I’ve always liked cute things: kittens, tiny travel-size toiletries, my nieces in dance recitals, and, of course, I married one heck of a cute guy. And my food cannot be left off this list. I love cute food, which usually means tiny food, or individual-size eats. Considering these Kale Egg Cups literally make people stop and say “how cute,” they definitely make the list. And it gets even better; not only are they cute, but they also are flavorful, healthy, and easy to whip up.
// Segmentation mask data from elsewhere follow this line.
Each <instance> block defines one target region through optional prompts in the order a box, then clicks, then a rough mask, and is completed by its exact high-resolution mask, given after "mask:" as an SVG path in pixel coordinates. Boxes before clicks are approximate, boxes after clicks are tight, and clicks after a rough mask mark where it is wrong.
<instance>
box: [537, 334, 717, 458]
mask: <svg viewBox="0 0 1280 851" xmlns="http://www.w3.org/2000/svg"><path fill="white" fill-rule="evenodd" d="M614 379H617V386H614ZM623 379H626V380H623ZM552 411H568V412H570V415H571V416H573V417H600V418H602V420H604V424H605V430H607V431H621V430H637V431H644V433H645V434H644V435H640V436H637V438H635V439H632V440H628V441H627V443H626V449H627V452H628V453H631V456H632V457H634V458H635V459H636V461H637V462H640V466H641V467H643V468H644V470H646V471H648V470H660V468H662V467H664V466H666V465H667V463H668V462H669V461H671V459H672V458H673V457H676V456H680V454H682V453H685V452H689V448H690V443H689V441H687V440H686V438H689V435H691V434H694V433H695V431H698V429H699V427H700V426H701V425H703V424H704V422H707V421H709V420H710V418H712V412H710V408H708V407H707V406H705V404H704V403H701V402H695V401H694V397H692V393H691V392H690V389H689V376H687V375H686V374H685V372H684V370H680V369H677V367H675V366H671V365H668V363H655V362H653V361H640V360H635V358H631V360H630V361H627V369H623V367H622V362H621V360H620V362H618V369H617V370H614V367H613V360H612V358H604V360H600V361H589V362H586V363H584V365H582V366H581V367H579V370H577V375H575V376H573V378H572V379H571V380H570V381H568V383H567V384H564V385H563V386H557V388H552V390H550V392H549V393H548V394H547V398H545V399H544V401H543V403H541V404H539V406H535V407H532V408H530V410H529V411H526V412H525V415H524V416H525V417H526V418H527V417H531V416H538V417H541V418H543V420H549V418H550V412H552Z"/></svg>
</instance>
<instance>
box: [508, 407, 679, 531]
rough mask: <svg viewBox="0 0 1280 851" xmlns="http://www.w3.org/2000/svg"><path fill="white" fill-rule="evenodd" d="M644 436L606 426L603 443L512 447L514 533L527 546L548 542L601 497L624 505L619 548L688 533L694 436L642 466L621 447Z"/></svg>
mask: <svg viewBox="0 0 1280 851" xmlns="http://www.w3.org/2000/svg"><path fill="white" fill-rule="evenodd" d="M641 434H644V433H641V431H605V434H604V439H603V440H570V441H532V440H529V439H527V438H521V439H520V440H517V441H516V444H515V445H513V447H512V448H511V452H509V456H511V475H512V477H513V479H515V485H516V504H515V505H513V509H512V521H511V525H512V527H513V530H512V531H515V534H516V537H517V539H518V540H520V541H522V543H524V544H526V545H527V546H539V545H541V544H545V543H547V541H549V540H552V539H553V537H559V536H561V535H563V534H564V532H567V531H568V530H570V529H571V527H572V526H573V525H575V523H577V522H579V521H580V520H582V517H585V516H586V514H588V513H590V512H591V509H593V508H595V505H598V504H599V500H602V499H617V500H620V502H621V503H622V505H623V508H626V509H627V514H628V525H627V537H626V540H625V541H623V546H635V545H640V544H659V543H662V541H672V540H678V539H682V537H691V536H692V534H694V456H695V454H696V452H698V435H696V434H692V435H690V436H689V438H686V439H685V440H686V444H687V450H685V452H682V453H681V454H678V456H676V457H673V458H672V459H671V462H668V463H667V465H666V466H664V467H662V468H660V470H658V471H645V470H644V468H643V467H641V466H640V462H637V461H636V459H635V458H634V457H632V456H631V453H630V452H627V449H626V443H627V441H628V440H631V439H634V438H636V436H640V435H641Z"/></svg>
You are in store for one tasty breakfast that is special enough for company and easy enough for weekday meals.
Per serving: 295 Calories • 19.7g Carbs (3.8g Fiber) • 16.5g Fat • 20.4g Protein
5 mins to prep – 20 mins to cook
Ingredients scaled to: 1 serving
- 1 tsp Olive oil (4.5 grams)
- 8 oz Kale (227 grams)
- 2 extra large Egg (112 grams)
- 1/2 dash Salt (0.20 grams)
- 1/2 dash Pepper (0.050 grams)
Directions are based on the original recipe of 2 servings
- Preheat oven to 375 degrees F and grease a muffin tin with olive oil. Set aside.
- In a large pot, bring approximately 4 cups of water to a boil. Add the kale leaves and cook for about 1 minute. Have a large bowl of ice water standing by.
- When the Kale leaves have turned bright green and soft, remove from boiling water and immerse the leaves in the cold water to stop the cooking process.
- Remove the cooled leaves from the ice water and pat dry with a paper towel. Line each cup of the muffin tin with a large kale leaf (trimming the edges if necessary).
- Into each kale-lined cup, crack one egg. Sprinkle each with salt and pepper and bake for 20 minutes or until the egg is set.
- Remove each egg cup from the muffin tin and serve warm.